At the same time, it is well that the English working classes should understand the bitterness of the hatred which the misdeeds of those very classes for whose benefit Ireland is still retained in subjection to England have engendered. No one who has not visited the United States can imagine the intensity of the inherited hatred of generations pent-up in the Irish American, a hatred which every fresh tale of wrong and injustice calls into new life.

There is another lesson to be learnt from these outrages, that the diplomatic relations upon which oar present system of international comity is based are being encountered by new forces and combinations which are fast rendering them impotent and antiquated. The United States is what is termed a “friendly power,” that is to say, the governments of both countries are at peace for the simple reason that they and the classes they represent have no special object to serve in going to war. Yet this same friendly American Government is powerless to prevent a section of its own citizens from waging unofficial war against the “subjects” of the friendly English Government. The breakdown of the diplomatic regime could not be more signally exemplified.

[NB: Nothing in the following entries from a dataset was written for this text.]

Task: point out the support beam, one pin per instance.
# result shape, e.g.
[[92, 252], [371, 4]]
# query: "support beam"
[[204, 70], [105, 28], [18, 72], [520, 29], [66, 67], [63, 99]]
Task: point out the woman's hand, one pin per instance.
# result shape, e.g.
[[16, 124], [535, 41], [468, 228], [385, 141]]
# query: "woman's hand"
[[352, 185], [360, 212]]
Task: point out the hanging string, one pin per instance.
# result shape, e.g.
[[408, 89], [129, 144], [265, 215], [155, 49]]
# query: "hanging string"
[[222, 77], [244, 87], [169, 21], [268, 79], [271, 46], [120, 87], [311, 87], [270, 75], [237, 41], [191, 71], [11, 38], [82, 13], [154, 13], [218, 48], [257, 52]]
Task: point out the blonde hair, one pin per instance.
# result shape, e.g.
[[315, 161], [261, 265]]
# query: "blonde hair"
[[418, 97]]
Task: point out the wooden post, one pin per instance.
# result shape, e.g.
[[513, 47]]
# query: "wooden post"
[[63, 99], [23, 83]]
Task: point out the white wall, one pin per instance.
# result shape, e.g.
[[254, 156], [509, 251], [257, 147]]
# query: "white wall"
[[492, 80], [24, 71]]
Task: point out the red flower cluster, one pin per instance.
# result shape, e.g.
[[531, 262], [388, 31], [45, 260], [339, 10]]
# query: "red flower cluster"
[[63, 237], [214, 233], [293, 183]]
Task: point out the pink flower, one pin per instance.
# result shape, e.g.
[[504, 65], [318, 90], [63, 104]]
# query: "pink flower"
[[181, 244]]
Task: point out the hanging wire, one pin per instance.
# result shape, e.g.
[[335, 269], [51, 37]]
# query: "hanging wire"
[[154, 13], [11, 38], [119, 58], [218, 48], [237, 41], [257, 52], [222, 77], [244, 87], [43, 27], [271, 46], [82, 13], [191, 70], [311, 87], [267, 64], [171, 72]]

A word in conclusion as to the attitude of the Socialist party generally, on the much-talked of question of the use of “physical force” to overthrow the current authority. The case is a perfectly plain one. Socialists have no objection on principle to the employment of physical force. They recognise that the whole of our existing civilisation, as of every previous one, is ultimately based on “physical force”; that “physical force” is often criminally used to open up new markets and sinecures for the “privileged classes,” and for many other purposes. This by itself is a sufficient answer to the furious language of these classes at any suggestion of its employment against themselves and their privileges. What the Socialist maintains is that recourse to violence of any kind should always be a last resort, organised and sanctioned by a body representing the interests of the class fighting for freedom. As such it is needless to add that Socialists repudiate and condemn acts of individual hostility in any country possessing freedom of press and of public meeting.